In the 1800rds the state of medicine was a bit like the state now in programming, says Stefik. There was a guy called Wilhelm von Hoven that did not believe that homeopathy worked, and at the time homeopaths were the experts in the field in medicine.
He wrote a long ranting letter to a newspaper that he did not trust them, which ultimately led to the Nuremberg Salt Test, the first controlled randomized trials. For more information on the Nuremberg story, see this paper.

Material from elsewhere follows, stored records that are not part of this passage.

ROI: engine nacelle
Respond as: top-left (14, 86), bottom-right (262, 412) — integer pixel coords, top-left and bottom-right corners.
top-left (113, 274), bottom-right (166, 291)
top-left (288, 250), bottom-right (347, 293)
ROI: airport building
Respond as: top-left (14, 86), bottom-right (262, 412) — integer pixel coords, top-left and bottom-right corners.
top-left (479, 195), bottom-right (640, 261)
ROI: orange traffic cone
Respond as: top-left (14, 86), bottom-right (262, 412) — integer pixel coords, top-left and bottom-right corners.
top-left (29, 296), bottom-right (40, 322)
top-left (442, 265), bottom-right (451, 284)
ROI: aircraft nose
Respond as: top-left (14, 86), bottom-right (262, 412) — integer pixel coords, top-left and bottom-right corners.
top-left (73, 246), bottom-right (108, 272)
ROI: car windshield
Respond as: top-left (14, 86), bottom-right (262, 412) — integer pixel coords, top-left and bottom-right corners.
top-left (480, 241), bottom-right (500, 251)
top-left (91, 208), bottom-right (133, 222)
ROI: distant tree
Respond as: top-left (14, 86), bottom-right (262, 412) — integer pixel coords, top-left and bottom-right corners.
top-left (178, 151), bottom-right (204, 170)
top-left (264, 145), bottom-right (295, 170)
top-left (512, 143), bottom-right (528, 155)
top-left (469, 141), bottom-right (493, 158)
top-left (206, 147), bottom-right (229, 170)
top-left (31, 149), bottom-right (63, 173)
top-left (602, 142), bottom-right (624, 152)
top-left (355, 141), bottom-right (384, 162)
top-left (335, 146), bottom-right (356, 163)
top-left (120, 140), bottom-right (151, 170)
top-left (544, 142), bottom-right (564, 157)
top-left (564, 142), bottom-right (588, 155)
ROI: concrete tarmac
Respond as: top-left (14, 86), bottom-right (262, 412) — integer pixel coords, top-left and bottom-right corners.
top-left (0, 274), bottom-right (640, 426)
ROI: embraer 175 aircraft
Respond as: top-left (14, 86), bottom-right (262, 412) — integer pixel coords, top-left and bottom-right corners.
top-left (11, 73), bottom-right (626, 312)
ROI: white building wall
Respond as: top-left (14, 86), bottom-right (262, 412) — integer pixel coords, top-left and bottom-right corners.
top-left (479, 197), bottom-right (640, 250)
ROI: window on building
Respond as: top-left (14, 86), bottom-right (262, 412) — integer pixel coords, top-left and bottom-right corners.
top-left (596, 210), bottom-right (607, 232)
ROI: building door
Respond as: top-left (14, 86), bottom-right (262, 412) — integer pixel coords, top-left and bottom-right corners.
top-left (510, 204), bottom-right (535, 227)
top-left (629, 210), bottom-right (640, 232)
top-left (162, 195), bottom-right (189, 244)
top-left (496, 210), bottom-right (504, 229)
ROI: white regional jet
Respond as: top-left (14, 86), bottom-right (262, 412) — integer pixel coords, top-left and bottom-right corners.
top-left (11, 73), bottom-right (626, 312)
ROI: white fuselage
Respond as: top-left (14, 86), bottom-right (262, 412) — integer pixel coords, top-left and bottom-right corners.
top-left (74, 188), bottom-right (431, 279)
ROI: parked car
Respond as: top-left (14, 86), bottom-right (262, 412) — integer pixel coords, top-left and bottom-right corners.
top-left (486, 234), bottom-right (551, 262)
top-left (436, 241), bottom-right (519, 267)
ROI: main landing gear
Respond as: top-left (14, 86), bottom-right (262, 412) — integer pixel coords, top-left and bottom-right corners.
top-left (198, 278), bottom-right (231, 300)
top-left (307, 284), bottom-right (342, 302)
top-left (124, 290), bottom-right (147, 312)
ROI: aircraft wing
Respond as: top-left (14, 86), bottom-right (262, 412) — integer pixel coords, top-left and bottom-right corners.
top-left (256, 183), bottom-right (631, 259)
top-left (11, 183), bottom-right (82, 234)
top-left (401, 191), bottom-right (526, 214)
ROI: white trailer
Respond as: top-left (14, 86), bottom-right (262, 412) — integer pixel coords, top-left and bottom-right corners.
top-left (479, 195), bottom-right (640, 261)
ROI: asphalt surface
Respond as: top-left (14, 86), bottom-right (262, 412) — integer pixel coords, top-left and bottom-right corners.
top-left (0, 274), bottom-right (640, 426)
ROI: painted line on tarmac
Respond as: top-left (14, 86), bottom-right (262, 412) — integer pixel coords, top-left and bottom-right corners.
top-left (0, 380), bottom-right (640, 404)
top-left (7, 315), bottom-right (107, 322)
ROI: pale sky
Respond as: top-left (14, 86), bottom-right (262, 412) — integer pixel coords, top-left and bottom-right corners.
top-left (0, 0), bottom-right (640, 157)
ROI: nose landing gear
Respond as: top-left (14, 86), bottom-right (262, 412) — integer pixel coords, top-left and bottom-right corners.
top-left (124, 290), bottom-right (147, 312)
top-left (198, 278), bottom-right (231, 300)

The situation got better after this but there were still challenges. For example, doctors hesitated to give an experimental medicine to people and therefor the proces of randomization differed between groups. Also, in addition to lab studied, field studies were also done, sometimes on ethical groups (for example, because syphilis and gonorrhea killed so many people, doctors would give the antibiotics without a control group because they were pretty sure it worked.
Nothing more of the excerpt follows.